Chez nous, depuis des décennies, on le sait, l’enseignant a été dépossédé de son autorité au profit des élèves. En notre temps, ceux de notre génération peuvent en témoigner, regarder son professeur droit dans les yeux était comme un sacrilège et relevait même de l’outrecuidance. Aujourd’hui, le professeur ou l’enseignant ne peut plus corriger l’élève ; au contraire, « ce devoir » est dévolu à l’élève qui n’hésite pas à porter main à celui qui donne le savoir. C’est lui qui va se plaindre parce qu’il a été agressé par ses élèves. Ils ont appauvri le côté charismatique du professeur à l’école. C’est tout. « Il faut tout simplement rendre au professeur ce qui fait de lui un professeur, c’est-à-dire un phare, quelqu’un qui oriente une jeunesse vers quelque chose de merveilleux. » Ces propos sont de l’écrivain algérien Yasmina Khadra, de son vrai nom Mohammed Moulessehoul, lors d’une conférence-débat en octobre 2018.

Ces phrases que j’ai lues et relues suite à un post sur la plateforme des anciens élèves du lycée d’Abengourou, regroupés au sein de l’Anelya, m’ont beaucoup fait réfléchir, tant elles traduisent parfaitement ce que nous vivons quotidiennement dans notre pays. Elles m’ont surtout conduit à me poser cette question : où va aujourd’hui notre école ?

Tout le monde le sait, le milieu scolaire ivoirien est devenu, au fil des ans, précisément depuis la fin des années 1990, le lieu par excellence de l’incivisme et de la défiance à l’égard des enseignants et des autorités scolaires. La discipline a foutu le camp. Ainsi, quand ce ne sont pas les biens publics et privés qui sont détruits, ce sont, ici, des agressions verbales et physiques contre des enseignants et le personnel administratif, là des revendications les plus saugrenues et farfelues d’élèves qui croient que tout leur est permis, qui s’autorisent tout.

Bien entendu, je ne saurais, en ces quelques lignes, donner une réponse exhaustive ou proposer des solutions miracles à ces pratiques.
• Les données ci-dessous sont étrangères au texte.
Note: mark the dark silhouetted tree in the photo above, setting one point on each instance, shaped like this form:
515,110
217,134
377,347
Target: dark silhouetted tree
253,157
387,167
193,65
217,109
Tout au plus, je ne fais que joindre ma voix à celles de nombreux intellectuels ivoiriens et du gouvernement qui, depuis les perturbations des cours survenus ces dernières semaines dans plusieurs établissements scolaires, ont crié « Stop ! ». Enfin ! Afin de mettre définitivement fin à une pratique récurrente à la veille des vacances scolaires qui consiste pour des élèves à refuser les dates officielles fixées par le ministère de l’Éducation nationale et à proposer celles qui leur conviennent. Quel culot !

S’il est indéniable qu’elle occupe une place centrale dans la vie de la nation, force est de constater que l’école en Côte d’Ivoire est absente du débat politique. Ainsi, très peu de partis ou groupements politiques la placent au centre de leurs préoccupations. Et les oppositions successives depuis l’avènement du multipartisme dans notre pays n’ont vraiment rien proposé de concret ; qui puisse changer la donne.

Si chacun de nous a une vue personnelle sur les bonnes méthodes, sur la meilleure pédagogie ou sur les contenus indispensables ou essentiels, il est temps qu’un consensus national clair se dégage sur l’école, loin de l’hystérie politique ambiante.

C’est à ce prix et à ce seul prix que l’Ivoirien nouveau, acteur de l’émergence de la Côte d’Ivoire par le changement de mentalité, émergera tant la dépréciation des valeurs et la perte de l’intérêt général chez les jeunes sont devenues une véritable gangrène.

Je l’affirme et je l’assume : le malheur de notre pays est de n’avoir pas eu le courage de se débarrasser de tous les comportements néfastes, de toutes les attitudes destructrices en tolérant tout, en acceptant tout, en ne sanctionnant jamais.

Si guidé par la vision du Président de la République Alassane Ouattara, notre pays, ces dix dernières années, a dépassé toutes les attentes dans tous les domaines, il ne pourra continuer sa marche en avant qu’avec la fin de l’incivisme et l’avènement d’une citoyenneté responsable dans nos écoles. Et cela passe, comme l’a si bien dit Yasmina Khadra, par faire à nouveau de l’enseignant le « phare, quelqu’un qui oriente la jeunesse », à restaurer l’autorité du maître.